Objectives: To evaluate two versions (standard and extended) of the mobile app “MijnBreincoach” (“MyBraincoach”) on usage pattern, appreciation, and beliefs and attitudes related to dementia risk behaviors. Both versions aimed at improving knowledge and identifying dementia risk behavior. The extended version also aimed at increasing beliefs and attitudes related to identified dementia risk behaviors.
Methods: A pre-post-design was used to assess usage pattern (usage-tracking data), appreciation, and seven constructs of beliefs and attitudes related to dementia risk reduction (the MCLHB-DRR Scale). Participants were community-dwelling middle-aged adults (40-75 years) from the Netherlands. Participants used one of the two versions of the app. Linear mixed models were used, adjusted for age, sex and educational level.
Results: Of all participants (n=299), 190 (63.6%) completed the post-evaluation and 167 (55.9%) had installed the app. The most reported reason for non-use was technical problems during installation and use (47.1%). Women installed the app more often than men (63.1% vs. 48.7%; ꭓ2 (1) = 6.304, P=.01). Of all participants who responded to the follow-up assessment and reported to have used the app (n=102), 78.4% stated that the app provided a positive approach towards brain health and >80% felt better informed about dementia risk reduction.

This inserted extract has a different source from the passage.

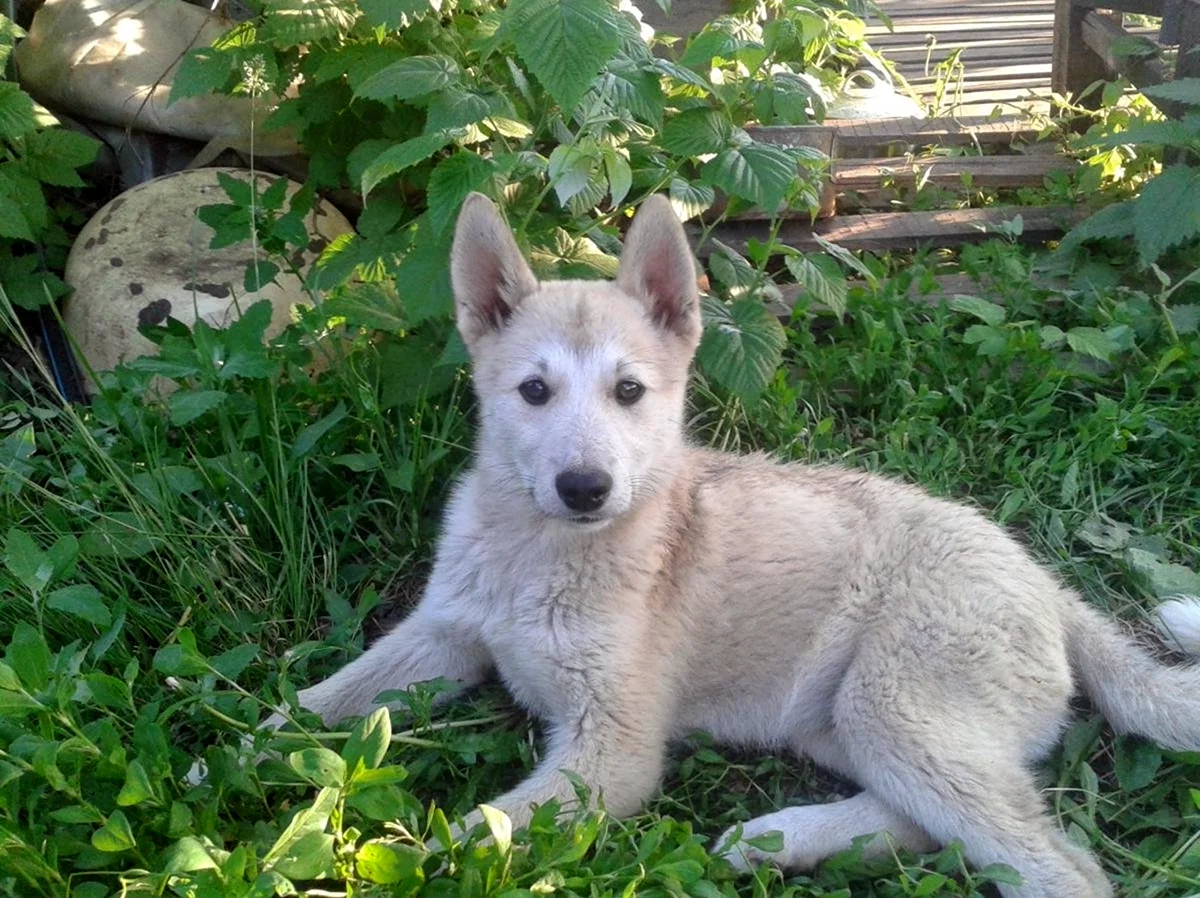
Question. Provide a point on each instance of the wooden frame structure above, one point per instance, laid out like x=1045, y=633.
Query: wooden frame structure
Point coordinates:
x=1085, y=43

Usage-tracking showed that only 16 of the 101 participants (15.8%) who were randomized to the extended app used the main additional feature. An intention-to-treat analyses revealed no pre-post changes in beliefs and attitudes (perceived susceptibility B -0.07, P=.56; perceived severity B -0.26, P=.18, perceived benefits B -0.13, P=.20, perceived barriers B 0.23, P.16, cues to action B 0.09, P .60, general health motivation B 0.01, P .92, and self-efficacy B-0.05, P .62). No significant differences were found between the two versions of the app. Female, younger (<60y) and low-to-middle educated participants evaluated the app most positively.
Conclusions: Most participants evaluated the app positively and stated to have increased their knowledge on the topic. Usage of the extended functions of the app was low, which may explain why modification of beliefs and attitudes towards behavioral change did not change. Improving the use of the app is important to take into consideration in future studies.